# Using ELMO
* Since it only supports TF1.x now, we need to shift to old version
* The coding style will be quite different
* Most the code are from this [reference](https://github.com/strongio/keras-elmo/blob/master/Elmo%20Keras.ipynb)
* In tf1.x, we need to create **session** and establish the structure then executing all the code *inside* this session.

In [0]:
%tensorflow_version 1.x  # use TF1 here
import tensorflow as tf
import pandas as pd
import tensorflow_hub as hub
from keras import backend as K
import keras.layers as layers
from keras.models import Model, load_model
from keras.engine import Layer
from keras.optimizers import Adam
import numpy as np

print(tf.__version__) # confirm version

# Initialize session
sess = tf.Session()
K.set_session(sess)

`%tensorflow_version` only switches the major version: `1.x` or `2.x`.
You set: `1.x  # use TF1 here`. This will be interpreted as: `1.x`.


TensorFlow 1.x selected.


Using TensorFlow backend.


1.15.0


## Load the data
* Stemming might not be a good choice since the model cares about tense and singular/plural of the word

In [0]:
# Define some parameters
BATCH_SIZE = 128
EMBED_SIZE = 1024
MAX_LENGTH = 32

In [0]:
DATA = pd.read_csv('train_tokenize_nostem.csv')

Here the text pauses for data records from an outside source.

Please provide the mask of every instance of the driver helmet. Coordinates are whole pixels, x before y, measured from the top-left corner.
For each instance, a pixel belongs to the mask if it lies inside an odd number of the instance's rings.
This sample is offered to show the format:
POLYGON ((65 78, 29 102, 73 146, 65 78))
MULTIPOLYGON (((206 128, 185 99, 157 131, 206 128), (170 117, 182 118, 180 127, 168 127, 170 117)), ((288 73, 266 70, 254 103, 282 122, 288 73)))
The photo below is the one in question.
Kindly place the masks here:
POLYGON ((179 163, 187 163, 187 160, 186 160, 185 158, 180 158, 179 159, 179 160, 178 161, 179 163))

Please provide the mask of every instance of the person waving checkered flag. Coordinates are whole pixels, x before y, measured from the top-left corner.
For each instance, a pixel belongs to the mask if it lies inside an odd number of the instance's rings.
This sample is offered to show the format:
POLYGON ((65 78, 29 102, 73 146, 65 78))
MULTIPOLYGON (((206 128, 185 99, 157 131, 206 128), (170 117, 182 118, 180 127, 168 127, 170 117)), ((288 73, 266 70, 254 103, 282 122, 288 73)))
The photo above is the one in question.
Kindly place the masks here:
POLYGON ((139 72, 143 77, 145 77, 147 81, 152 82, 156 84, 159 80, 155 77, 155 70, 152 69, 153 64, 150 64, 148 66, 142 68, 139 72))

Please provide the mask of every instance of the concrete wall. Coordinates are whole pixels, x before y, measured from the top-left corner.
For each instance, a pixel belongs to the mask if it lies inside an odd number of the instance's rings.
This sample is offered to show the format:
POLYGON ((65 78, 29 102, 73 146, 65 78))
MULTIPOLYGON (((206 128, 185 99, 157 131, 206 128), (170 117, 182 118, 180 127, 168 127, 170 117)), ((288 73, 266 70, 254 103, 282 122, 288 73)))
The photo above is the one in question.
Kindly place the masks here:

If we need to handle the tokenization by ourselves...
we don't need that in ELMO, but I still provided here

In [0]:
# Convert str into list, some detail when we read in the list from csv file
# !!!!!!!!!!!!!!!!!!!!!!!!!!!!!!!!!!!!!!!!!!!!!!!!!!!!!!!!!!!!!!!!!!!!!!!!!!!!!!
from ast import literal_eval
print(type(DATA.loc[0,'TOKEN']))

# convert str back to correct list type, this happens since we store the file into .csv
DATA['TOKEN'] = DATA['TOKEN'].apply(literal_eval)
print(type(DATA.loc[0,'TOKEN']))
# !!!!!!!!!!!!!!!!!!!!!!!!!!!!!!!!!!!!!!!!!!!!!!!!!!!!!!!!!!!!!!!!!!!!!!!!!!!!!!
# padding to MAX_LENGTH (computer only support rectangular(uniform) object)
for row in DATA['TOKEN']:
  if len(row) < MAX_LENGTH:
    row.extend(['' for _ in range(MAX_LENGTH-len(row))])

In [0]:
#split to train and val
from sklearn.model_selection import train_test_split

DATA_train, DATA_val= train_test_split(DATA, test_size=0.25)
print('DATA_train.shape: ', DATA_train.shape)
print('DATA_val.shape: ', DATA_val.shape)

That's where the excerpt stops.